Geoff Chappell - Software Analyst
At any given moment, execution of kernel-mode code is subject to the current processor’s current Interrupt Request Level (IRQL). Execution can be interrupted by code that runs at a higher IRQL. However, the higher the IRQL the more restricted is the execution. Most kernel functions are available for use only at the lowest IRQL, i.e., PASSIVE_LEVEL (0). The available functions are greatly reduced even for APC_LEVEL (1). Very few can be called at DISPATCH_LEVEL (2) and hardly any beyond that. Where code at this high an IRQL wants to do anything substantial, it must arrange for companion code to get executed at a lower IRQL when the kernel can get around to it. This deferring of execution to gentler circumstances is the essence of the Deferred Procedure Call. The blessing is relative, though, since the DPC executes at DISPATCH_LEVEL, which is still too high for such seemingly slight things as executing even a single instruction that touches pageable memory.
Kernel-mode code that expects to schedule a DPC, whether once or recurringly, first allocates a KDPC in non-paged memory and passes its address to KeInitializeDpc. Other arguments associate the KDPC with both the procedure that is to be called back and an arbitrary context that will be passed to the callback procedure should it ever be called. The way to schedule a call back is to feed the KDPC to the KeInsertQueueDpc function.

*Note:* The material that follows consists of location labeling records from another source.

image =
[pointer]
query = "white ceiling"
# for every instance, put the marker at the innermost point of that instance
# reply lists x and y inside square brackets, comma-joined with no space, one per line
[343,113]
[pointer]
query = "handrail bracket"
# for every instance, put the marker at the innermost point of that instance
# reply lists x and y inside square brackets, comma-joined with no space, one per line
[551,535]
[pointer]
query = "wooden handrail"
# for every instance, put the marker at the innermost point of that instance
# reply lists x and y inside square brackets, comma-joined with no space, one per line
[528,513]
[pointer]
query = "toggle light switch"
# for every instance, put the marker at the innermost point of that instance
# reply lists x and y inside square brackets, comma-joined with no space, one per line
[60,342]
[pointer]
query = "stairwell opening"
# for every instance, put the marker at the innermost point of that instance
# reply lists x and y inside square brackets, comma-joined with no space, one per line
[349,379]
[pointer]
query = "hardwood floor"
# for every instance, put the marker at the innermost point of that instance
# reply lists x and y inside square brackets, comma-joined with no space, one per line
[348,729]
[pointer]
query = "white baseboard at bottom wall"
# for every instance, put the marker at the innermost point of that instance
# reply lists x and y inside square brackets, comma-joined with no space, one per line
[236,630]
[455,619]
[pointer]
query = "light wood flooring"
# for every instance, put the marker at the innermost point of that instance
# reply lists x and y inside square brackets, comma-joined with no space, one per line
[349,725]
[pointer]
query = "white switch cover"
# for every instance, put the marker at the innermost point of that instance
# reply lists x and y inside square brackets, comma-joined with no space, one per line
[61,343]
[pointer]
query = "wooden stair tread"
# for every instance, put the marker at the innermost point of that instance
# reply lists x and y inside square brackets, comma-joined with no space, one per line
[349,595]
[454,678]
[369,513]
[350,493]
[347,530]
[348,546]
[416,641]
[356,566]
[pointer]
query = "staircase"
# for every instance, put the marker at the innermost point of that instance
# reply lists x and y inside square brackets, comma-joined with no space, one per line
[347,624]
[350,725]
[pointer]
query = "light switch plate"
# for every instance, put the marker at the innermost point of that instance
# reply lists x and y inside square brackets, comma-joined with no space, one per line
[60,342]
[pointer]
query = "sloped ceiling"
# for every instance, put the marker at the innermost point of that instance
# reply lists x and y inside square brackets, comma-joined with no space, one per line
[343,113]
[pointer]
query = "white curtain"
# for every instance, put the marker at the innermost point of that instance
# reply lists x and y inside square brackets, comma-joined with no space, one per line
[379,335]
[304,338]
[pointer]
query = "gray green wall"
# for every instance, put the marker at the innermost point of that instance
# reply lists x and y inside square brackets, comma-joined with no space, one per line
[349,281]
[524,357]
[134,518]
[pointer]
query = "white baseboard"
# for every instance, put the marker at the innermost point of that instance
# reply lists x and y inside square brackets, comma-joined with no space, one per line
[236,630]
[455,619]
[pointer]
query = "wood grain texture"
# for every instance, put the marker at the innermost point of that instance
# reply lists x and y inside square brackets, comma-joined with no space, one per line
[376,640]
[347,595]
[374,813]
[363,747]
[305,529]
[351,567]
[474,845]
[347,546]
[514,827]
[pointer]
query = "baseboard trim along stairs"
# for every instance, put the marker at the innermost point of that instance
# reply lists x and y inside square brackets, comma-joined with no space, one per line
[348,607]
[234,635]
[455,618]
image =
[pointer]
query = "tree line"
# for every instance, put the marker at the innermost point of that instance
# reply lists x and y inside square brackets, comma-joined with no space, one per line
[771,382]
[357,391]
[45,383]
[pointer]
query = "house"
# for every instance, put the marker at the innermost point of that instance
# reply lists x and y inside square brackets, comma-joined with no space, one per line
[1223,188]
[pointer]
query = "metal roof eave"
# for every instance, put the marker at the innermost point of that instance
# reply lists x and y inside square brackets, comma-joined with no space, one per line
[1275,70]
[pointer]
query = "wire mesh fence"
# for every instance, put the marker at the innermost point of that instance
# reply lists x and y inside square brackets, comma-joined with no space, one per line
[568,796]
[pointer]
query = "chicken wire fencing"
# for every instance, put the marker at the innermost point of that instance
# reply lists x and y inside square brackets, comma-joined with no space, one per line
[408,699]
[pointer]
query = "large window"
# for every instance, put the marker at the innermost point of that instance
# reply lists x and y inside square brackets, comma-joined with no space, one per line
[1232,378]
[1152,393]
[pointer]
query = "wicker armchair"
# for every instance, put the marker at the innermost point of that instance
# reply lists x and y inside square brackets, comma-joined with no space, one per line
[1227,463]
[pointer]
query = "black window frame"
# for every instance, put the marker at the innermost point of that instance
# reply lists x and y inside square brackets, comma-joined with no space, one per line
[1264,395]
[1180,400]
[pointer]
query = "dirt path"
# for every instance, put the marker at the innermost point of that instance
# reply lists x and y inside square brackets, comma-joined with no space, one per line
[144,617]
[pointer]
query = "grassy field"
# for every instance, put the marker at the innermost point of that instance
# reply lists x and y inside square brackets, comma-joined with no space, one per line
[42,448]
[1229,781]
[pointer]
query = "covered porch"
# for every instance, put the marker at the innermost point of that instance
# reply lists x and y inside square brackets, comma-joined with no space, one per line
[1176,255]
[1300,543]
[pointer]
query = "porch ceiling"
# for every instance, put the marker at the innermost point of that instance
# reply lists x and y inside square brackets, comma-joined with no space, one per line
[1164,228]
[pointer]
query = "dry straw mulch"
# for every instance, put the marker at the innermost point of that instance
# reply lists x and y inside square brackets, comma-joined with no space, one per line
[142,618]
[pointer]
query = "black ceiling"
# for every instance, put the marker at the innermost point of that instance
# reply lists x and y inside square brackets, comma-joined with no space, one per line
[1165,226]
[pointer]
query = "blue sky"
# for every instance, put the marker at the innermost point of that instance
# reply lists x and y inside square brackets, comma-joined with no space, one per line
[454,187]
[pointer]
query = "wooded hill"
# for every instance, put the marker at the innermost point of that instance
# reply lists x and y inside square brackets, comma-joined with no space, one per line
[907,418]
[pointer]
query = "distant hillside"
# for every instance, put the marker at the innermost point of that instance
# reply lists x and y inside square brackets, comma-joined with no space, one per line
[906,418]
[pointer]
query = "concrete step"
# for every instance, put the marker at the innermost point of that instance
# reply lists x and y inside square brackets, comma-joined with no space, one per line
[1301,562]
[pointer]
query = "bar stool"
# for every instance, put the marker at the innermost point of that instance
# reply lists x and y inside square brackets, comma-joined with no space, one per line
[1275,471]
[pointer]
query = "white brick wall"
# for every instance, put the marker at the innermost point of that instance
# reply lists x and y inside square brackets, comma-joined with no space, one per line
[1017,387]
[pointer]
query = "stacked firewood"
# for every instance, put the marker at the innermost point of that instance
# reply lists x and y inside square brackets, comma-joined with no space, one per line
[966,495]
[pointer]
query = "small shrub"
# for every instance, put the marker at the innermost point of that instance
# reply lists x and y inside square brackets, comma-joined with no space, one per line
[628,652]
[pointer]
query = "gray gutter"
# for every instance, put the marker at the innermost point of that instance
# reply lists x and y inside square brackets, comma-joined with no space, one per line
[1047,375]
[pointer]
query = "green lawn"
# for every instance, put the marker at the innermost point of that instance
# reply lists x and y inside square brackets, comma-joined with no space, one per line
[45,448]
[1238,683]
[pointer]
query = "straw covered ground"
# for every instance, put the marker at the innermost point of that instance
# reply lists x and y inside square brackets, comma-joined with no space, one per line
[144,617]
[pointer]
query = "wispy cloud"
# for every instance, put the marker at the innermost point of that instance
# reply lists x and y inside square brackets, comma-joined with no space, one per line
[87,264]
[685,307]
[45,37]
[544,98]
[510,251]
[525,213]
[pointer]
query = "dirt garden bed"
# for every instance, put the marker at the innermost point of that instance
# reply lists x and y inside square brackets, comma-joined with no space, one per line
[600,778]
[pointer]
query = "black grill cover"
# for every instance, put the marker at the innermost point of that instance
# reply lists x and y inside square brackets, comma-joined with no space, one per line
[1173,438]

This puts the KDPC into a per-processor queue. The kernel, in its own good time, removes the KDPC from that queue and the Deferred Procedure Call finally happens. Among the callback procedure’s arguments are the context that was specified when the KDPC was initialised and two more arguments that were specified when the KDPC was inserted. The DPC can be rescheduled simply by reinserting it. This can be done over and over, and typically is. If a DPC is scheduled but the call back is then not wanted, it can be removed from the queue by calling KeRemoveQueueDpc. Some control over the insertion and the processing is available through other functions, which are better called while the KDPC is not inserted. To specify the processor that the DPC is to execute on, use KeSetTargetProcessorDpc or, in version 6.1 and higher, KeSetTargetProcessorDpcEx. To influence the order and circumstances of DPC processing, use KeSetImportanceDpc.
In version 5.2 and higher, a KDPC can represent either a normal DPC, as described above, or a Threaded DPC. In the latter variant, the scheduled procedure is called back at PASSIVE_LEVEL from a highest-priority thread. There’s a catch, however. Support can be disabled via the registry:
Key: | HKEY_LOCAL_MACHINE\System\CurrentControlSet\Control\Session Manager\Kernel |
Value: | ThreadDpcEnable |
Default: | 1 |
The kernel reads this registry value while starting. Whatever it finds applies thereafter to all processors. If this value is present and its data is zero, every threaded DPC is called at DISPATCH_LEVEL much as if it had been a normal DPC all along.